Los peces que habitan en arrecifes coralinos pueden desarrollar la ciguatera, que se extiende por la cadena alimentaria
ciguatera
Ejemplares afectados por la toxina que causa la ciguatera

Redacción

Que la globalización es un hecho, se da por cierto. Y que los efectos del cambio climático se están generalizando y afectando hábitats concretos, también. La conjugación de ambos fenómenos está propiciando el desplazamiento de especies animales y vegetales que se adaptan a menudo con una agresividad mayor que las especies autóctonas a nuevos entornos. Pero si no es posible el desplazamiento, muchas comunidades locales acaban pereciendo por el cambio de condiciones ambientales.

Parte de este fenómeno se está observando en la actualidad en los arrecifes coralinos tropicales. En la llamada Gran Barrera que circunda parte del continente australiano, se han detectado muertes masivas de coral que se atribuyen al calentamiento de las aguas, con las consiguientes migraciones de especies marinas por la pérdida de hábitat.

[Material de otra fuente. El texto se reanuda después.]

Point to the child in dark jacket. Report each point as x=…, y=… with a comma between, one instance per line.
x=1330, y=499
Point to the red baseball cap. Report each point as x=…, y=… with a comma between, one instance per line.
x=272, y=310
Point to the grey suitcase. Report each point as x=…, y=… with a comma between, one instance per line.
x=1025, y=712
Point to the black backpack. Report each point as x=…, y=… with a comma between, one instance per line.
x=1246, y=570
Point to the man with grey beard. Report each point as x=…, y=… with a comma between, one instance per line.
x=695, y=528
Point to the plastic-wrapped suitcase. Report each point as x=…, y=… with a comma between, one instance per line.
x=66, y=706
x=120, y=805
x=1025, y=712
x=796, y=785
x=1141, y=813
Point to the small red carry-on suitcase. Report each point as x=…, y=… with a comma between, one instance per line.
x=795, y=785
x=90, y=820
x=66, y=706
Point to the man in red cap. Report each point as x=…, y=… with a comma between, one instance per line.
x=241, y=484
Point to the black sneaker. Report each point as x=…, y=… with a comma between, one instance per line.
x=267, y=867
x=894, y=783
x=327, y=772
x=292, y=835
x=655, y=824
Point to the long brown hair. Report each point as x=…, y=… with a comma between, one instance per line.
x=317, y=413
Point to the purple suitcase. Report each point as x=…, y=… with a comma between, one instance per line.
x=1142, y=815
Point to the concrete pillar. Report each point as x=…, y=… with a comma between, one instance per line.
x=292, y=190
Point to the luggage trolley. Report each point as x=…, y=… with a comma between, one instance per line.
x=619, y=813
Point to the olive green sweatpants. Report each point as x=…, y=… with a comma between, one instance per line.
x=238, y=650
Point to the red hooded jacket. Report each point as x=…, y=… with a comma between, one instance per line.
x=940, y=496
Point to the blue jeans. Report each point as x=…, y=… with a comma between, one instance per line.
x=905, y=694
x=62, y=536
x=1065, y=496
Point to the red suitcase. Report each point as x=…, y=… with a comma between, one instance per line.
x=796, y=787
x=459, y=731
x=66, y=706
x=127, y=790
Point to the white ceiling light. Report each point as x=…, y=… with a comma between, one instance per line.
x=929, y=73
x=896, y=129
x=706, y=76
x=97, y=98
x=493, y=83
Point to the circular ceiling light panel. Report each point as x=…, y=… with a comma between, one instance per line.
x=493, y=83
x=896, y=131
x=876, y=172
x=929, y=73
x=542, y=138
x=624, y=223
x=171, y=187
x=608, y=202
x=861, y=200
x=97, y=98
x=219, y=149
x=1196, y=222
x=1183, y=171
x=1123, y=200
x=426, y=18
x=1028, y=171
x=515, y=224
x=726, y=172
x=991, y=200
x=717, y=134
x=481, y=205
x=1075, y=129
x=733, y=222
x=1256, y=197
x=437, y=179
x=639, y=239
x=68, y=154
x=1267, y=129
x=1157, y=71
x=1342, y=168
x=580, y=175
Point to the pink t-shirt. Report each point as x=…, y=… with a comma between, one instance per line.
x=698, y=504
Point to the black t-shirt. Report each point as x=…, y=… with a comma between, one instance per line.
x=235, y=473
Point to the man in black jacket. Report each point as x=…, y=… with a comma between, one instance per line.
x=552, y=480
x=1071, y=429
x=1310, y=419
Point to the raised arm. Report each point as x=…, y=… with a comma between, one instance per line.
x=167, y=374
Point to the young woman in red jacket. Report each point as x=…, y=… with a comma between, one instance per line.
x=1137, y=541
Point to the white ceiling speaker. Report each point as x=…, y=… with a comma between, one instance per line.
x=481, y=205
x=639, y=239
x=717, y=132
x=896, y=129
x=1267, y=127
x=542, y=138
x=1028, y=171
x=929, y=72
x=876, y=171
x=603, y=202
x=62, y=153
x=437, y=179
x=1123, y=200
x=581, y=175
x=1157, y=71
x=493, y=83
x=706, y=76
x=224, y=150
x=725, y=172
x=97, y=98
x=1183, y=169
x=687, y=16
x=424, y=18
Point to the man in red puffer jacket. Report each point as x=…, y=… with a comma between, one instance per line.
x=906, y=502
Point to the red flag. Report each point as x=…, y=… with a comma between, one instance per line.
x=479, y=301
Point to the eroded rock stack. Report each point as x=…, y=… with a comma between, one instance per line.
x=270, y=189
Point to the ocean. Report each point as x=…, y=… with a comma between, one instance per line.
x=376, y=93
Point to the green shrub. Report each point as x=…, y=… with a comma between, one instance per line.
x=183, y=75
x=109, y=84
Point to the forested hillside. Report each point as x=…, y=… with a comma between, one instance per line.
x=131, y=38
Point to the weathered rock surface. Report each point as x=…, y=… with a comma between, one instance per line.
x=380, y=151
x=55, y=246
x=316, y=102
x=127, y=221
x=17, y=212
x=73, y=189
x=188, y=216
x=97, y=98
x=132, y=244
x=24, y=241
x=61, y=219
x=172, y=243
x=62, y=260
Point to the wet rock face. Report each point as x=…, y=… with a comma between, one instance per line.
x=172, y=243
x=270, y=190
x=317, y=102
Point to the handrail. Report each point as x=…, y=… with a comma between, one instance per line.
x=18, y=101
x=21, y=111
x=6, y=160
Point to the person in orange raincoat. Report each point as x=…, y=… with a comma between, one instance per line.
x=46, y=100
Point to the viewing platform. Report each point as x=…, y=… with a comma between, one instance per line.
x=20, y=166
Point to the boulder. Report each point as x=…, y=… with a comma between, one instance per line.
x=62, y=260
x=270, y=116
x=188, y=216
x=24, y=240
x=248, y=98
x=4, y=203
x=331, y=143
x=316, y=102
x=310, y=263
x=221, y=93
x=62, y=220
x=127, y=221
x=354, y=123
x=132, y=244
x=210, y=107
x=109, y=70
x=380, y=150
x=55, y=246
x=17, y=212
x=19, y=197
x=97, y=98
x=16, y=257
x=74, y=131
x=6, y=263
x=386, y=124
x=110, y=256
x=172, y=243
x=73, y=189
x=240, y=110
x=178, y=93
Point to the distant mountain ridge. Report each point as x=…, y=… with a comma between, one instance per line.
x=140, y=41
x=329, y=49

A otro nivel, algo parecido sucede en los trópicos, donde ocasionalmente se han detectado colonizaciones locales de los arrecifes de coral por un tipo de algas dinoflageladas. Esta variedad es ingerida por los peces llamados cigüateros, entre los cuales se encuentra el mero y otras variedades comestibles. Sustancias tóxicas secretadas por estas algas pueden provocar ciguatera, una intoxicación alimentaria de la que se reportan unos 50.000 casos al año que cursan con efectos leves pero que, ocasionalmente, puede provocar paro respiratorio. Los índices de mortalidad alcanzan el 5% del total reportado.

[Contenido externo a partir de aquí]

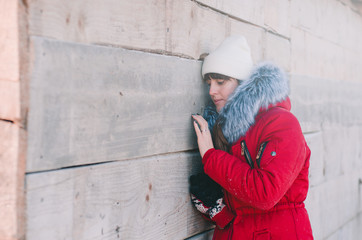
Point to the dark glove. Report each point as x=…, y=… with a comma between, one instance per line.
x=205, y=189
x=207, y=197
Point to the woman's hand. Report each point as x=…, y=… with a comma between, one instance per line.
x=204, y=139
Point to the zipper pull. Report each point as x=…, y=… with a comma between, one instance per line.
x=245, y=151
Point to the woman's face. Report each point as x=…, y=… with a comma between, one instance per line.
x=220, y=90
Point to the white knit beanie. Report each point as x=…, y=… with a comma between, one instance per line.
x=231, y=58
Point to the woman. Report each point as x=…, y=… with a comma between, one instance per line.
x=253, y=147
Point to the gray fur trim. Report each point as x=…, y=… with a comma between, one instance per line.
x=267, y=84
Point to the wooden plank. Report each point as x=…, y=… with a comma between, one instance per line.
x=335, y=202
x=317, y=18
x=277, y=50
x=136, y=24
x=317, y=102
x=114, y=23
x=9, y=58
x=137, y=199
x=252, y=12
x=278, y=17
x=10, y=192
x=94, y=104
x=10, y=100
x=202, y=236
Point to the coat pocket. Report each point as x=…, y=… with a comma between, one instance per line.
x=262, y=235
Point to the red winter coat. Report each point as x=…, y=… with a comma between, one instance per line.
x=266, y=196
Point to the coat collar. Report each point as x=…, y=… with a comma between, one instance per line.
x=266, y=87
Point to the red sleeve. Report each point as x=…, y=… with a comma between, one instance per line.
x=281, y=162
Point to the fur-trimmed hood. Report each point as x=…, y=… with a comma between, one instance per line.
x=267, y=85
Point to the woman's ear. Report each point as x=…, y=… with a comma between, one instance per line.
x=203, y=56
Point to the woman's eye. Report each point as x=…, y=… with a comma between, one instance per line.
x=220, y=82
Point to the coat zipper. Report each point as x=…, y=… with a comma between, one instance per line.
x=245, y=151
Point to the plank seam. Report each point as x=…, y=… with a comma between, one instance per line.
x=267, y=29
x=191, y=151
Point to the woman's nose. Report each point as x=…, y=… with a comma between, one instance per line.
x=212, y=90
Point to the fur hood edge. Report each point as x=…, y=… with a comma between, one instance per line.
x=266, y=85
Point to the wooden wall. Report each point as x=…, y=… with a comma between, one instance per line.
x=112, y=87
x=13, y=109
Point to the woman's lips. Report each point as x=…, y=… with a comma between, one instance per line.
x=217, y=101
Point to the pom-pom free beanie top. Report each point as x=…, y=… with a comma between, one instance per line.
x=231, y=58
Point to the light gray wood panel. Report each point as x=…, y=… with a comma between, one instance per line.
x=136, y=199
x=182, y=28
x=94, y=104
x=317, y=102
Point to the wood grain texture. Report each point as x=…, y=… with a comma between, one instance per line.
x=180, y=28
x=138, y=199
x=318, y=102
x=10, y=100
x=8, y=180
x=270, y=15
x=202, y=236
x=94, y=104
x=9, y=57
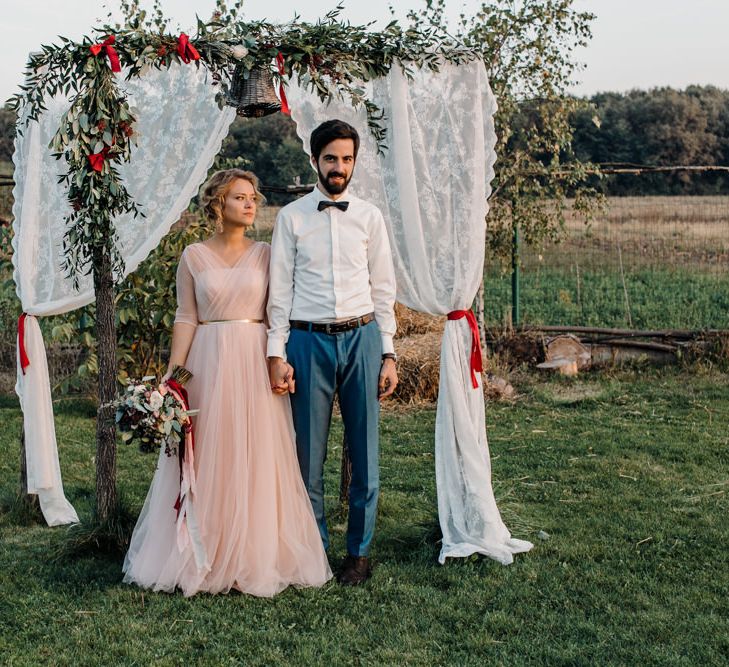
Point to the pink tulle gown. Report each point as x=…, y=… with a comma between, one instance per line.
x=253, y=529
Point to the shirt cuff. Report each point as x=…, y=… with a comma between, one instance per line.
x=276, y=347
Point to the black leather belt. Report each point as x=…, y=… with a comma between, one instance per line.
x=333, y=327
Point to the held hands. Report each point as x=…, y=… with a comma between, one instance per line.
x=388, y=378
x=281, y=375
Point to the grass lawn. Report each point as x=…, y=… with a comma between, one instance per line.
x=627, y=472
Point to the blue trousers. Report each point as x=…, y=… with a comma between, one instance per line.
x=348, y=364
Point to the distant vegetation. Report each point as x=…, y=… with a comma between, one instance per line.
x=661, y=127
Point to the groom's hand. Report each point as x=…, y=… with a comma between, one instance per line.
x=388, y=378
x=281, y=376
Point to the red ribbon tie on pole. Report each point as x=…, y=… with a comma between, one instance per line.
x=24, y=361
x=476, y=358
x=186, y=50
x=107, y=45
x=281, y=93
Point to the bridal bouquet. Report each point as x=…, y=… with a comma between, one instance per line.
x=155, y=415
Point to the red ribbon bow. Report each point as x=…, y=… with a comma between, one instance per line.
x=186, y=50
x=110, y=51
x=282, y=70
x=96, y=160
x=24, y=361
x=476, y=359
x=180, y=393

La mayor parte de casos se dan en islas y zonas costeras tropicales, pero de un tiempo a esta parte, se han dado casos en lugares apartados. El hecho de que las toxinas sean bioacumulables (se acumulan de un pez a otro hasta llegar a la cúspide de la cadena alimentaria) y los efectos del cambio climático junto con la globalización, son la explicación más plausible.

Alertas alimentarias

Dado de que se trata de una toxi-infección que suele pasar desapercibida y que mayoritariamente cursa con síntomas leves y en zonas alejadas de Europa, la UE hasta la fecha no ha incorporado la ciguatera en sus capítulos normativos. El hecho de que en España ya se hayan diagnosticado un centenar de casos, todos ellos en Canarias, y el temor a que surjan brotes en el continente, ha propiciado un cambio de registro.

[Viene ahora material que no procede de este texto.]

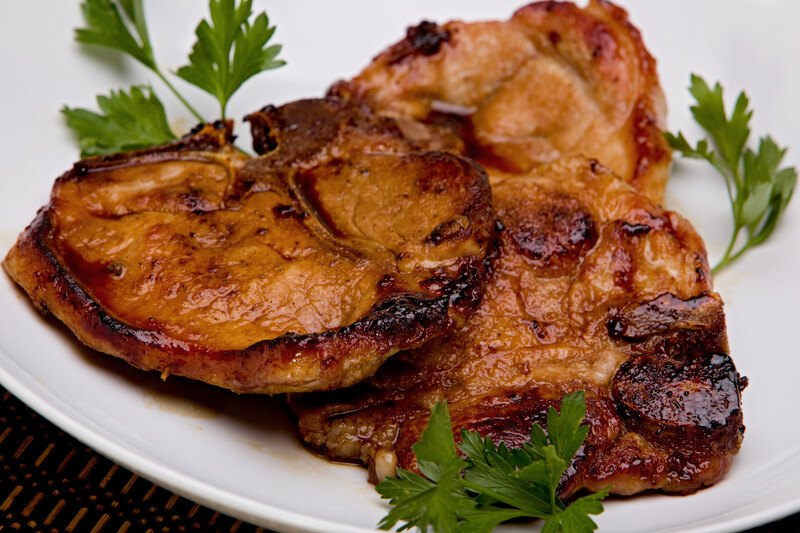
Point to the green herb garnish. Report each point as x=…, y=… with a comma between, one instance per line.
x=129, y=121
x=494, y=483
x=229, y=51
x=758, y=188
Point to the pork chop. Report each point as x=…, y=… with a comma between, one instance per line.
x=594, y=288
x=554, y=80
x=301, y=269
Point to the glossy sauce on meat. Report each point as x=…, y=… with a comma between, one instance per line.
x=552, y=81
x=301, y=269
x=594, y=288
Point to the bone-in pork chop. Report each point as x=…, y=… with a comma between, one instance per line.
x=554, y=80
x=301, y=269
x=594, y=288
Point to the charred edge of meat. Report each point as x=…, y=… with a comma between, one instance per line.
x=691, y=404
x=402, y=321
x=203, y=138
x=672, y=326
x=424, y=39
x=555, y=234
x=289, y=125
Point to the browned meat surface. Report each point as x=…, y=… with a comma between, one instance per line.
x=594, y=288
x=554, y=80
x=301, y=269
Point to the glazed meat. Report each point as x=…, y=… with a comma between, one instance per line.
x=301, y=269
x=595, y=289
x=554, y=80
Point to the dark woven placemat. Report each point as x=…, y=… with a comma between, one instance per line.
x=51, y=482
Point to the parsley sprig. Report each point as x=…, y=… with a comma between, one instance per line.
x=492, y=483
x=759, y=189
x=228, y=51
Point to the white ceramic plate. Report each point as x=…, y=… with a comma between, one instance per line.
x=239, y=454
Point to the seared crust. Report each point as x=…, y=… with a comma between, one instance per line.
x=552, y=81
x=173, y=258
x=594, y=288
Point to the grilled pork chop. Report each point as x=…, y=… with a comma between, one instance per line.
x=596, y=289
x=302, y=269
x=554, y=80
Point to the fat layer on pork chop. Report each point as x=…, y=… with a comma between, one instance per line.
x=301, y=269
x=594, y=288
x=554, y=80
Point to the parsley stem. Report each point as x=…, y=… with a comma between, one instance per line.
x=178, y=95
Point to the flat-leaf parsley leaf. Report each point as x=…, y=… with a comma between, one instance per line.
x=492, y=483
x=758, y=188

Fruto de este cambio es la iniciativa emprendida por la Agencia Europea de Seguridad Alimentaria para determinar con mayor precisión el alcance real de la ciguatera y, en caso necesario, promulgar la correspondiente regulación. El proyecto se liderará desde España, como recoge un convenio firmado por la Agencia Española de Seguridad Alimentaria (AECOSAN) y la EFSA, su homóloga europea. Además de España, en el proyecto, suscrito el pasado mes de abril, participan Portugal, Francia, Alemania, Grecia y Chipre.